Scientific classification
- Kingdom: Plantae
- Clade: Embryophytes
- Clade: Tracheophytes
- Clade: Spermatophytes
- Clade: Angiosperms
- Clade: Eudicots
- Clade: Asterids
- Order: Asterales
- Family: Asteraceae
- Genus: Commidendrum
- Species: C. rotundifolium
- Binomial name: Commidendrum rotundifolium (Roxb.) DC.
- Synonyms: Solidago rotundifolia Roxb.; Psiadia rotundifolia (Roxb.) Hook.f.;

= Commidendrum rotundifolium =

- Genus: Commidendrum
- Species: rotundifolium
- Authority: (Roxb.) DC.
- Conservation status: CR
- Synonyms: Solidago rotundifolia Roxb., Psiadia rotundifolia (Roxb.) Hook.f.

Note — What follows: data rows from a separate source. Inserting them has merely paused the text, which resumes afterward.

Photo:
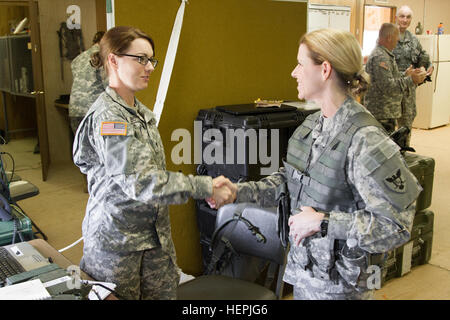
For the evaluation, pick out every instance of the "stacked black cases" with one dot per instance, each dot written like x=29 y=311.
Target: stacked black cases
x=232 y=130
x=418 y=250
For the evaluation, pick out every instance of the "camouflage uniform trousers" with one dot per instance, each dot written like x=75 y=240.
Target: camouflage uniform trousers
x=389 y=124
x=408 y=113
x=146 y=275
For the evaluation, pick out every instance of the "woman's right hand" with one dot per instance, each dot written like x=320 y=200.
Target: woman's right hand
x=224 y=192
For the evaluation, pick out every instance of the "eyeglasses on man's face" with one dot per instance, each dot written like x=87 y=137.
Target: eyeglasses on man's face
x=141 y=59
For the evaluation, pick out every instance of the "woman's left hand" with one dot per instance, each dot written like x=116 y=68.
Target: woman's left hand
x=304 y=224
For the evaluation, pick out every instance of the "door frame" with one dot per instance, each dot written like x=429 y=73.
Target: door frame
x=41 y=114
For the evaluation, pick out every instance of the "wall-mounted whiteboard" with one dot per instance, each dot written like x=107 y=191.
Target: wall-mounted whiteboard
x=326 y=16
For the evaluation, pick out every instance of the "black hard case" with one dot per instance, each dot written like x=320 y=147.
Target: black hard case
x=248 y=116
x=423 y=169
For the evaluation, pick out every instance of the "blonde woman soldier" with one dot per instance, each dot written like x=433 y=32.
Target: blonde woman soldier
x=351 y=194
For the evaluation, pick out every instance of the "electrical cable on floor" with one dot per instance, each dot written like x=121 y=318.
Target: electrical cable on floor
x=71 y=245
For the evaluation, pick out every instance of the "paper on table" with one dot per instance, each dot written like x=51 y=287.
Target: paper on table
x=102 y=292
x=29 y=290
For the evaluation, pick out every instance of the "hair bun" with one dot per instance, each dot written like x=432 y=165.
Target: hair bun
x=96 y=60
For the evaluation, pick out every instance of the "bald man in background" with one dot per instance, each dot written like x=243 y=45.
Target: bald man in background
x=409 y=52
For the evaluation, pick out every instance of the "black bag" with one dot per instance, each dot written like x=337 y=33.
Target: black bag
x=70 y=42
x=283 y=211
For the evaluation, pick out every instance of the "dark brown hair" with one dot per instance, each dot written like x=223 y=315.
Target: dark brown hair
x=117 y=40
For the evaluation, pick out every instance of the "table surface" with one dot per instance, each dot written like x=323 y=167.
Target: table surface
x=49 y=252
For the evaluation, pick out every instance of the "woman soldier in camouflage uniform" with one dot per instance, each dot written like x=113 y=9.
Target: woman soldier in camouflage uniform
x=346 y=178
x=126 y=229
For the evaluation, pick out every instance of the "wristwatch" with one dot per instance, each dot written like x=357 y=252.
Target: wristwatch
x=324 y=224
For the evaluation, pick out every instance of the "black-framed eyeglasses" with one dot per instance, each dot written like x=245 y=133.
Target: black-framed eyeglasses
x=142 y=59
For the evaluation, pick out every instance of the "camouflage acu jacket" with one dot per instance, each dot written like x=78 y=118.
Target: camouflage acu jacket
x=120 y=150
x=374 y=232
x=87 y=84
x=388 y=85
x=409 y=52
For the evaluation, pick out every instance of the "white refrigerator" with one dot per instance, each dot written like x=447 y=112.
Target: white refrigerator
x=433 y=98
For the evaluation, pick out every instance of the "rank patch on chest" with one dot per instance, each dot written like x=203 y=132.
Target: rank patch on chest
x=384 y=66
x=110 y=128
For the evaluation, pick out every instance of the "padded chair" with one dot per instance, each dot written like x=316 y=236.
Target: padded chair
x=236 y=223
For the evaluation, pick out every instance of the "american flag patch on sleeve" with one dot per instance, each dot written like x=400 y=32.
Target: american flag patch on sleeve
x=113 y=128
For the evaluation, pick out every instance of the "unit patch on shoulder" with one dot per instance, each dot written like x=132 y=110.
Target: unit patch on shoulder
x=111 y=128
x=383 y=65
x=396 y=182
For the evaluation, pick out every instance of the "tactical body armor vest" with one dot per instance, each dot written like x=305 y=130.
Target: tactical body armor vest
x=323 y=184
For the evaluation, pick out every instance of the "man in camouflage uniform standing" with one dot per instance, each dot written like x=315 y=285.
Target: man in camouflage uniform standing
x=87 y=84
x=388 y=85
x=409 y=53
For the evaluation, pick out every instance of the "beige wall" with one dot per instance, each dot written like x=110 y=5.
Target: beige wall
x=428 y=12
x=51 y=14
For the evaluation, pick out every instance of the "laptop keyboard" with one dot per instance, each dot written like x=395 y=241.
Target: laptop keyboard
x=8 y=266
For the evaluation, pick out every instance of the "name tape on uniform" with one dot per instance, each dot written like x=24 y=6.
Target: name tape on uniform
x=110 y=128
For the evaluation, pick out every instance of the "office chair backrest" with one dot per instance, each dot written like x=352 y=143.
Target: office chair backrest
x=251 y=231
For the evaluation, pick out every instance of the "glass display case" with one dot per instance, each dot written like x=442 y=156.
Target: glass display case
x=16 y=69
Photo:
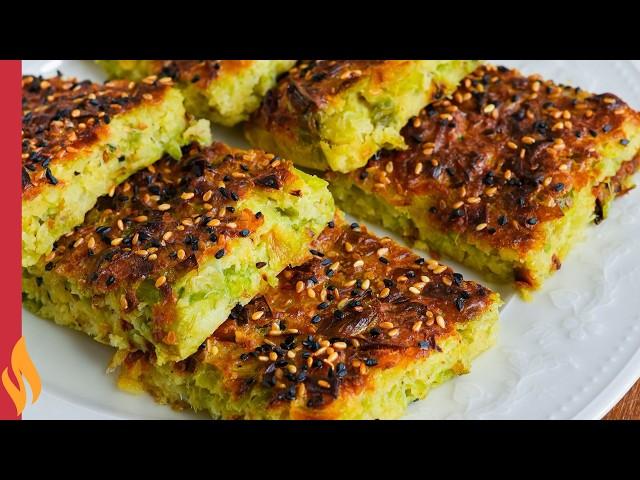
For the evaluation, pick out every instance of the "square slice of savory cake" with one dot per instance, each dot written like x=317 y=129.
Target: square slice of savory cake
x=159 y=264
x=359 y=331
x=335 y=114
x=504 y=176
x=80 y=139
x=224 y=91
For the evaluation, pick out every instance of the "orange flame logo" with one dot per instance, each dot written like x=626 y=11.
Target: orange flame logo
x=21 y=364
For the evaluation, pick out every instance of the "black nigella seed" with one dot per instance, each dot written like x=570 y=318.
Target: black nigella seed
x=52 y=180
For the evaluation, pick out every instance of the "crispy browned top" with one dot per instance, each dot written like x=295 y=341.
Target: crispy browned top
x=502 y=156
x=310 y=86
x=198 y=72
x=164 y=220
x=361 y=303
x=63 y=115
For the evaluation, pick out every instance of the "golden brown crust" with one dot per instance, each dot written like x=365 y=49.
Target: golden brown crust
x=198 y=72
x=309 y=87
x=163 y=221
x=500 y=158
x=361 y=303
x=61 y=116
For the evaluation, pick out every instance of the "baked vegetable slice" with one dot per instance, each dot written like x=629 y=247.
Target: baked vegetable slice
x=224 y=91
x=336 y=114
x=505 y=176
x=359 y=331
x=80 y=139
x=158 y=265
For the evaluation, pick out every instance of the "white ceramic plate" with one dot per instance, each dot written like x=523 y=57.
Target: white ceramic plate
x=570 y=353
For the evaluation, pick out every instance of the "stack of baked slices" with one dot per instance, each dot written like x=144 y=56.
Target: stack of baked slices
x=227 y=280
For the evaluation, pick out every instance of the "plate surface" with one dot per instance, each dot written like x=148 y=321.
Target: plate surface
x=570 y=353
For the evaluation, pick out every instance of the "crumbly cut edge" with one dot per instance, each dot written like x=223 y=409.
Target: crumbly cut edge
x=368 y=125
x=386 y=395
x=59 y=208
x=501 y=265
x=283 y=240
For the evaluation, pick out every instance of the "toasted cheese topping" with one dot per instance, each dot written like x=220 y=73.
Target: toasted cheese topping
x=361 y=303
x=502 y=156
x=61 y=116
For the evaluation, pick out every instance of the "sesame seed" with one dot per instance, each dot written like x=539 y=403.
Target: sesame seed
x=440 y=269
x=123 y=302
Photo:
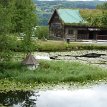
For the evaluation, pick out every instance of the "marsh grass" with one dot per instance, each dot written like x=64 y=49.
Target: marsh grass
x=52 y=72
x=53 y=46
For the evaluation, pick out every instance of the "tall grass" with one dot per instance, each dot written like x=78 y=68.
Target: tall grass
x=63 y=46
x=53 y=72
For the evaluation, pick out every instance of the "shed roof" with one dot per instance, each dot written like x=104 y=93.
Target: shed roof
x=69 y=16
x=30 y=60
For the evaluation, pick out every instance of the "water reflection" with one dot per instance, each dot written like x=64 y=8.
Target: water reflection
x=18 y=99
x=95 y=96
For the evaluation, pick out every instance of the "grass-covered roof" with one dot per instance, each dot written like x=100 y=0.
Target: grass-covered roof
x=87 y=17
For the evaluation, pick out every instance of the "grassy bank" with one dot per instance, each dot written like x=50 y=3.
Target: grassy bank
x=51 y=46
x=50 y=72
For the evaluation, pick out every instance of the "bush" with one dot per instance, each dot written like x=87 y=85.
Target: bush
x=42 y=32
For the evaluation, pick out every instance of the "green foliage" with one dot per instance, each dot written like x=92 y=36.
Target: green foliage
x=42 y=32
x=53 y=46
x=52 y=72
x=102 y=6
x=16 y=16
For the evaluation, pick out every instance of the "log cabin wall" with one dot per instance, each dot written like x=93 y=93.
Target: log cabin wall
x=62 y=30
x=76 y=33
x=56 y=27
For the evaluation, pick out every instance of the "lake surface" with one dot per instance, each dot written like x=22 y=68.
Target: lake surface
x=95 y=96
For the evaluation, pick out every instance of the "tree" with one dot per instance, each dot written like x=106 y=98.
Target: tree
x=6 y=25
x=25 y=19
x=102 y=6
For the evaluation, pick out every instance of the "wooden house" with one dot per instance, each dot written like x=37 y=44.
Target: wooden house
x=68 y=23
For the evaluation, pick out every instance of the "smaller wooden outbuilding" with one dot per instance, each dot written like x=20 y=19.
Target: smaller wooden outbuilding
x=30 y=62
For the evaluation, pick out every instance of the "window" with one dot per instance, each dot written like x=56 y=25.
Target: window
x=70 y=31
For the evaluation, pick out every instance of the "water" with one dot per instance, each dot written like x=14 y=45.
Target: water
x=95 y=96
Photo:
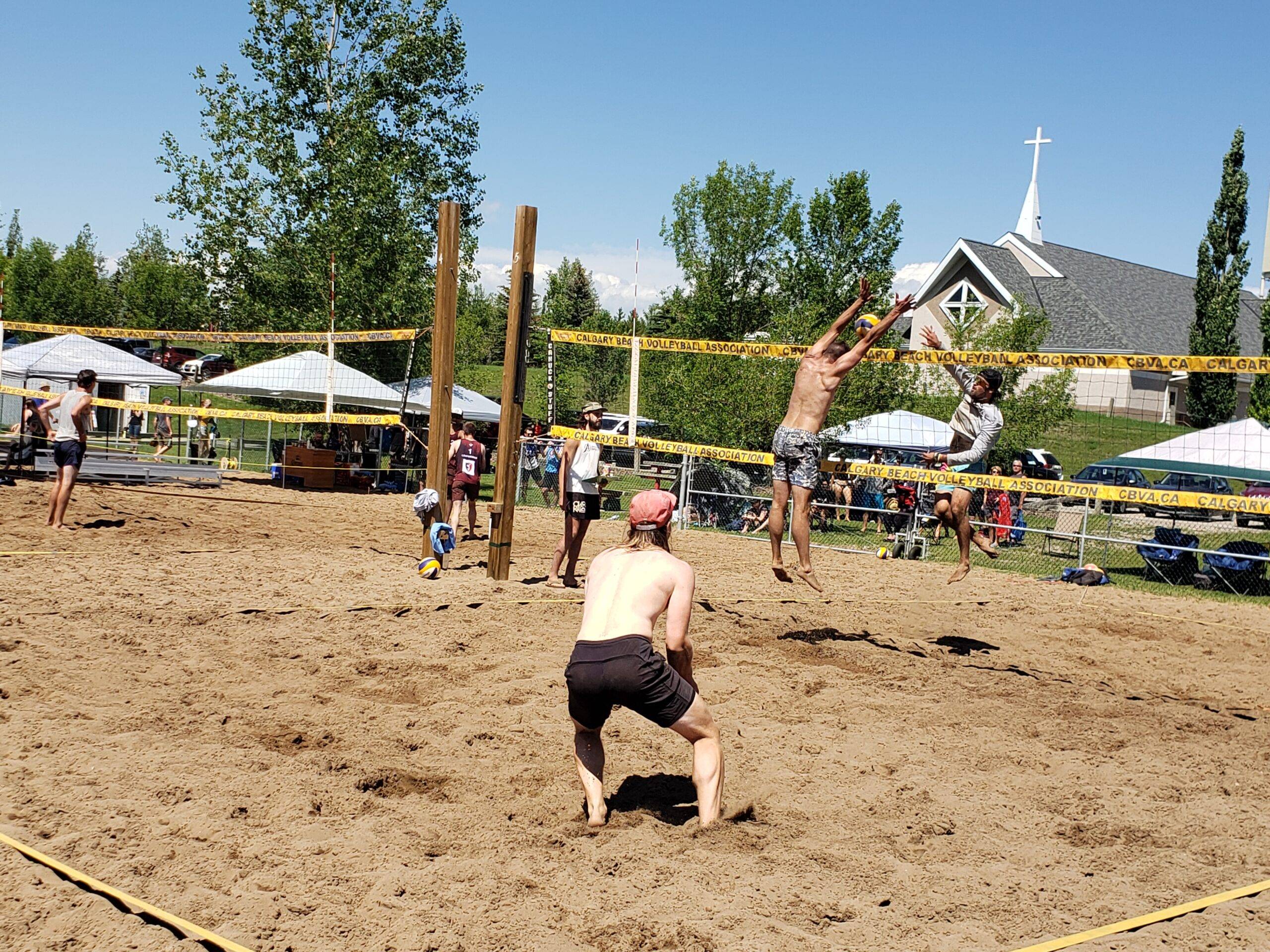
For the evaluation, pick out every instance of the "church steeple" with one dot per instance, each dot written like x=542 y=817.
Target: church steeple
x=1029 y=216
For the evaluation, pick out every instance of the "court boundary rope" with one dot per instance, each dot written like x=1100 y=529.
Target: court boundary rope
x=912 y=474
x=84 y=881
x=1148 y=919
x=1164 y=363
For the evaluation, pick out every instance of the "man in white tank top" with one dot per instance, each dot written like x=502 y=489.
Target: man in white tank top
x=70 y=441
x=579 y=497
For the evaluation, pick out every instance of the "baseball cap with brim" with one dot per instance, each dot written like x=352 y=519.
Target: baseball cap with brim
x=652 y=509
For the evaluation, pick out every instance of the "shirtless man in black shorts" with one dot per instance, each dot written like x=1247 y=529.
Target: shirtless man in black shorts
x=614 y=663
x=797 y=443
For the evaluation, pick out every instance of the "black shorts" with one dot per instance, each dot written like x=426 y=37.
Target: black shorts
x=67 y=452
x=459 y=492
x=582 y=506
x=625 y=672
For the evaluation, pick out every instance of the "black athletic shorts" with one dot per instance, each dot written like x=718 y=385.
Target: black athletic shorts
x=627 y=672
x=67 y=452
x=582 y=506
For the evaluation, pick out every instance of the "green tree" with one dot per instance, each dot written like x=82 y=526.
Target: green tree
x=82 y=294
x=731 y=238
x=840 y=241
x=353 y=125
x=157 y=290
x=31 y=290
x=1259 y=400
x=14 y=240
x=1223 y=263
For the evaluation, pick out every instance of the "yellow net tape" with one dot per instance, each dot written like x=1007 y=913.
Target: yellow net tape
x=341 y=337
x=974 y=358
x=223 y=413
x=912 y=474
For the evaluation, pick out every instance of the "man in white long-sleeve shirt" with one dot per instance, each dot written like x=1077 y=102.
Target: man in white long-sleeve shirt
x=976 y=425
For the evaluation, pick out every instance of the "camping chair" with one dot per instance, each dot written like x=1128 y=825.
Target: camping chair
x=1169 y=556
x=1065 y=540
x=1232 y=567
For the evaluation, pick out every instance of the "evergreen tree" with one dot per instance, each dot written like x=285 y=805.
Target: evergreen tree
x=1259 y=402
x=13 y=243
x=1223 y=263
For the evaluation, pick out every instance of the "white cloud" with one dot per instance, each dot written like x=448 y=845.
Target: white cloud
x=910 y=277
x=613 y=272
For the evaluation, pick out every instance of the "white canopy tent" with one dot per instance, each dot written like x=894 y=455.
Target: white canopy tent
x=469 y=403
x=1239 y=450
x=304 y=376
x=62 y=358
x=898 y=429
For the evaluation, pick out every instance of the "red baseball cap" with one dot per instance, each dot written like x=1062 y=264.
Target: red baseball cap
x=652 y=509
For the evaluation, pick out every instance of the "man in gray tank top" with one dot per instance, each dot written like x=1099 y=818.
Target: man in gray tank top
x=70 y=441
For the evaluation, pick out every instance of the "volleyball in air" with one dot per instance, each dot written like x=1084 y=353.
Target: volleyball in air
x=865 y=323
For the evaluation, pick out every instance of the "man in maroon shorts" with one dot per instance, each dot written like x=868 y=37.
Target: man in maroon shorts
x=469 y=457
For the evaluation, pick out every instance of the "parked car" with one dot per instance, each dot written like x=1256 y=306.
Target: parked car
x=1040 y=465
x=1109 y=476
x=1260 y=490
x=1189 y=483
x=207 y=366
x=173 y=357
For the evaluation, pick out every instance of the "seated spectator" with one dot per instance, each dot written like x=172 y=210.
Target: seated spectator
x=755 y=518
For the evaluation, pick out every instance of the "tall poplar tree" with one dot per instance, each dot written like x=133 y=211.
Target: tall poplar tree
x=1223 y=263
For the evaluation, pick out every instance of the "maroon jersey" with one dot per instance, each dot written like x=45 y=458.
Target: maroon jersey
x=468 y=461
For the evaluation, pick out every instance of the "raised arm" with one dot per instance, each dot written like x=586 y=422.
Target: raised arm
x=679 y=612
x=963 y=377
x=844 y=321
x=856 y=355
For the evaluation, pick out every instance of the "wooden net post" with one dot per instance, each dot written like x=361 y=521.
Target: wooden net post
x=502 y=513
x=443 y=358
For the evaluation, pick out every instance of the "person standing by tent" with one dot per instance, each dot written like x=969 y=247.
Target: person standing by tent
x=977 y=427
x=579 y=497
x=797 y=442
x=70 y=441
x=469 y=456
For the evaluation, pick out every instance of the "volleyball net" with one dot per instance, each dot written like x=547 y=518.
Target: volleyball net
x=352 y=399
x=1100 y=460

Species of flowering plant

Commidendrum rotundifolium, the bastard gumwood, is a species of tree endemic to the island of Saint Helena. It was thought to be extinct, but one last tree was discovered in Horse Pasture in 1982. This tree, long believed to be the last, was destroyed in 1986 by a gale. However seedlings were grown from this tree before it perished. The last of these to survive in cultivation was damaged by gales in 2008 and the survival of the species was in doubt.

In December 2009, Lourens Malan, a horticulturist working for the island's conservation department under the Critical Species Recovery Project, discovered a wild tree growing on a cliff. A local team of botanists, conservationists and volunteers commenced an intensive programme of hand pollination and seed collection of the remaining cultivated tree, while protecting it from insects that may cross-pollinate with nearby false gumwoods. Successful fertilisation will occur only if any grains of pollen happen to have mutations that will suppress the tree's mechanisms for preventing self-pollination.

With funding from DEFRA an intensive propagation and nursery programme has demonstrated that a low percentage (0.2%) of viable seed can be generated by this method, and as of October 2010, 250 seedlings have been grown for the recovery of the species.

The gumwood tree is most closely related to sunflowers and evidently evolved from sunflowers that somehow drifted across the Atlantic to St. Helena and filled the tree niche. No other tree species is found in St. Helena, therefore sunflowers took the opportunity to fill in that niche.